Danger of old jQuery libraries

USEFUL TIPS

By Pakurity on Sat Mar 20 2021

What is JQuery?

JQuery is a JavaScript library which can simplify your work with code. It is a powerful tool but vulnerable to Cross Site Scripting and other vulnerabilities, except starting from version 3.5.0. In this article we will talk about reflected XSS vulnerability in older versions of JQuery library.
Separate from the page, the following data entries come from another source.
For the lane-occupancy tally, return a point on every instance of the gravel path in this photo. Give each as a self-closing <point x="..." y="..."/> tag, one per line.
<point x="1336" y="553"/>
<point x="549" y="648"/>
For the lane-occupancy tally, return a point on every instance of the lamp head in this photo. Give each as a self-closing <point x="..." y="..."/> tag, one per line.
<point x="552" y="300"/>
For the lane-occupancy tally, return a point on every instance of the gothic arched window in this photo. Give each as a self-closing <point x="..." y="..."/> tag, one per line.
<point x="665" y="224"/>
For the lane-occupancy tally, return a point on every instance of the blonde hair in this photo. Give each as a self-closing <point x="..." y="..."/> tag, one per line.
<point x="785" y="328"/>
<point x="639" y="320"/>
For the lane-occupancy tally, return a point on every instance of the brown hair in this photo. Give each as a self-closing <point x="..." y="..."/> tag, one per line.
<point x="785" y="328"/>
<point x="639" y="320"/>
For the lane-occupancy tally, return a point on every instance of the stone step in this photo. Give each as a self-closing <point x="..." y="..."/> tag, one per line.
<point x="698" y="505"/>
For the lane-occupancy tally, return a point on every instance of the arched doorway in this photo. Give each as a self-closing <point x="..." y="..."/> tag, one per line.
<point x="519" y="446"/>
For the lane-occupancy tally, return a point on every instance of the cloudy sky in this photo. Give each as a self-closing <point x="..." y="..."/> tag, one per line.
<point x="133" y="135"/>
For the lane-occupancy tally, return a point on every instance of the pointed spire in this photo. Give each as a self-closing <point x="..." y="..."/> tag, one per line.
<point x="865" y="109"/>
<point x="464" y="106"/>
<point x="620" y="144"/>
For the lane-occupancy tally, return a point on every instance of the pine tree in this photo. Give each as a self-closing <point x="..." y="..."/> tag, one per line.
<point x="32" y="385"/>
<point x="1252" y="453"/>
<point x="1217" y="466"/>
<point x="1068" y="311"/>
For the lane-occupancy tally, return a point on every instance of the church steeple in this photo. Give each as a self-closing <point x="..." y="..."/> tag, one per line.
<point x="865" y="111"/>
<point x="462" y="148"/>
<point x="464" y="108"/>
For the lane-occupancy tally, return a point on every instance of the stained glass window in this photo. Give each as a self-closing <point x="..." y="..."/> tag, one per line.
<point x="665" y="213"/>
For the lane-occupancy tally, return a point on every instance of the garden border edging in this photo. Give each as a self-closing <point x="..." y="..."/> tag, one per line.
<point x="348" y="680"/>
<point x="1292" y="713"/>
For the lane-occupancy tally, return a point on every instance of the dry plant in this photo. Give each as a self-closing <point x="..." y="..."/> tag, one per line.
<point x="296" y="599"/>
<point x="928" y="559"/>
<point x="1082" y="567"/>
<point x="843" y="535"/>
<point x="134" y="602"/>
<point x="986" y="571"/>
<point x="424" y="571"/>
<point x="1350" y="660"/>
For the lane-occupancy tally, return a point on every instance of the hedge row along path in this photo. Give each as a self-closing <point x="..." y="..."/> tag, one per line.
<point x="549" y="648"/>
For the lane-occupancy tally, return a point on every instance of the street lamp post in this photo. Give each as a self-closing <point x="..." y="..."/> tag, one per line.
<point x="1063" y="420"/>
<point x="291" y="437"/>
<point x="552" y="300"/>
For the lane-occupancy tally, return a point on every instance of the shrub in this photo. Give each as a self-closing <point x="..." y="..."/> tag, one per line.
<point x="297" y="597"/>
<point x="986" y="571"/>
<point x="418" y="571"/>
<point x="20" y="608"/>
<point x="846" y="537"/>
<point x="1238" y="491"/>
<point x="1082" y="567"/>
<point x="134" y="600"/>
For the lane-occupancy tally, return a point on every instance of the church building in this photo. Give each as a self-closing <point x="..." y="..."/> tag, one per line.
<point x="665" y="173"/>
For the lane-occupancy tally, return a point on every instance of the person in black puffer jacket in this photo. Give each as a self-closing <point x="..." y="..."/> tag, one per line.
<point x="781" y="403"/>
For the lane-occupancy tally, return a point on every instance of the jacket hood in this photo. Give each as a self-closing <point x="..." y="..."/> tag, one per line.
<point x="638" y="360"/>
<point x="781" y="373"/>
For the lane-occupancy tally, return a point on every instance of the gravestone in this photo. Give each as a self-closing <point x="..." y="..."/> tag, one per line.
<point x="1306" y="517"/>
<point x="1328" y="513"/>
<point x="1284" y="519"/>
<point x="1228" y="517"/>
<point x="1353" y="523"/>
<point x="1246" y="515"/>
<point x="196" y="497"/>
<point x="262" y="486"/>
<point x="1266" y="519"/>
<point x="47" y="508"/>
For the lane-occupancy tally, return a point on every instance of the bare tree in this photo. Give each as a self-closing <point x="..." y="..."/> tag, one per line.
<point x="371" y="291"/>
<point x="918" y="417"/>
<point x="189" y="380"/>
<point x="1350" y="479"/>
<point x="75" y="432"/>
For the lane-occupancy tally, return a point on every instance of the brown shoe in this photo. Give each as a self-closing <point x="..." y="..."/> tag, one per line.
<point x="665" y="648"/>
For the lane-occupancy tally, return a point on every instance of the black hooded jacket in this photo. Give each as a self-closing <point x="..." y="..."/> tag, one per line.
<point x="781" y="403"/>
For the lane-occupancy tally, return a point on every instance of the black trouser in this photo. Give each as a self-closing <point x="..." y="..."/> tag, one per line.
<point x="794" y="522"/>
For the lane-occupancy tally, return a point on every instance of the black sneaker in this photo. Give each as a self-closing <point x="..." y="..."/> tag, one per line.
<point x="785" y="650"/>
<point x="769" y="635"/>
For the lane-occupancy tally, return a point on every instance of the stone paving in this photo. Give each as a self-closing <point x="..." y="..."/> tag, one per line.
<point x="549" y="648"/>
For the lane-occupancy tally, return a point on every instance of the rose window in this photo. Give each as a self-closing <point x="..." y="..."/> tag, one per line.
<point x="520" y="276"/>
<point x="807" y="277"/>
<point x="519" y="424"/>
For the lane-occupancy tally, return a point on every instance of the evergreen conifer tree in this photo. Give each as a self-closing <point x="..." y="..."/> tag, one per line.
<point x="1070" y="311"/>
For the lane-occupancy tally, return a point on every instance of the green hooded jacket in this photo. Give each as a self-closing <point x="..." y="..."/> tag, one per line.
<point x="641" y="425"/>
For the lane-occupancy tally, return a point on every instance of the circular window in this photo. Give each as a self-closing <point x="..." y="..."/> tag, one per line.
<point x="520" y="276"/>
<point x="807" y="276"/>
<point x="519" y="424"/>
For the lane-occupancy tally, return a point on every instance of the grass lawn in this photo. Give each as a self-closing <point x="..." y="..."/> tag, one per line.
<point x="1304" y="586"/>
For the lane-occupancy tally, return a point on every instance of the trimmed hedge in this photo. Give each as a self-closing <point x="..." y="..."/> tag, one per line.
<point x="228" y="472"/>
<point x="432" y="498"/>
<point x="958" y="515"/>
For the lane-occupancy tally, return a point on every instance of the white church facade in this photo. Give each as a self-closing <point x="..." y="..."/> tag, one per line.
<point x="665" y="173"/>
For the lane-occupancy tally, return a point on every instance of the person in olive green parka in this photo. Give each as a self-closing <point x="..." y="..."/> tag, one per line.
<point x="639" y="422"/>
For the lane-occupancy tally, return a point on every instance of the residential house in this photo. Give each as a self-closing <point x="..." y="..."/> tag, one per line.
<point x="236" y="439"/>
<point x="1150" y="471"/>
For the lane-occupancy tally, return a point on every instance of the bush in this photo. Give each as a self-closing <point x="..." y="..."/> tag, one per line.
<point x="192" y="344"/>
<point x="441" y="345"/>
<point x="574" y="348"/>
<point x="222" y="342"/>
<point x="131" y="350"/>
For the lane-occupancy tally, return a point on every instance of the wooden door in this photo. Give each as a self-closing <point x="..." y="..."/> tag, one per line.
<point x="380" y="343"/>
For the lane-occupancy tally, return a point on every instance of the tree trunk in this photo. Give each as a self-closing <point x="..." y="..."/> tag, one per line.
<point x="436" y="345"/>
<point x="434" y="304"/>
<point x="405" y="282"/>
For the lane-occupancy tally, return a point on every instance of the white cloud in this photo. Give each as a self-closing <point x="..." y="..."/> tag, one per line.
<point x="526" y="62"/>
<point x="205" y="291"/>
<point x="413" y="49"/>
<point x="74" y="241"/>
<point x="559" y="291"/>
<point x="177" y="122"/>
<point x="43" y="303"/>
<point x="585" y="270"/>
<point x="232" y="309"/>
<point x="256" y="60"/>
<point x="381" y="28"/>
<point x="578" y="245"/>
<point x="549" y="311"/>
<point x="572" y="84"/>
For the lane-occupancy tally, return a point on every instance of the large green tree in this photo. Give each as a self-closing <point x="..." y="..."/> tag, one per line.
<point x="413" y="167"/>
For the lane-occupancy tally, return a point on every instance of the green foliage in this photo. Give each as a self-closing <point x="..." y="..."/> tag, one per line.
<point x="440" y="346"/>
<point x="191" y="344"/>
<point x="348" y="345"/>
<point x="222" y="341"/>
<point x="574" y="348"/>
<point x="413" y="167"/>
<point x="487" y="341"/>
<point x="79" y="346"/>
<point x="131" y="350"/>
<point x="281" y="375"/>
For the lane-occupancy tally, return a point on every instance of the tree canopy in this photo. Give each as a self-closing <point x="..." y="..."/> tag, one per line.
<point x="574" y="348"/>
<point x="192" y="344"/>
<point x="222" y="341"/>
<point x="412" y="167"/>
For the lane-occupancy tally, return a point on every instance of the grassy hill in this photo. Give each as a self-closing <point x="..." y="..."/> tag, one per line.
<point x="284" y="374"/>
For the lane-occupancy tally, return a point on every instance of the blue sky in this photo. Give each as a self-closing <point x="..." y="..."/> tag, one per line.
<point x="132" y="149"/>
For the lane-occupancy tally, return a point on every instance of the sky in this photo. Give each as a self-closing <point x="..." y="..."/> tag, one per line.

How can it be compromised?

First thing we need to check the JQuery version, in this example we have version 1.8.3 which is vulnerable:

<script src="https://code.jquery.com/jquery-1.8.3.js"></script>

After our check we can start the XSS attack. In this example we will alert “1”. We have HTML form with input field:

 <form>
   <input id="test" placeholder="Enter malicious input here" size="30" value="INPUT" />
   <input type="submit" value="Submit" />
</form>

After injecting our XSS payload in the input field and submitting we will see an alert with description “1” on the webpage.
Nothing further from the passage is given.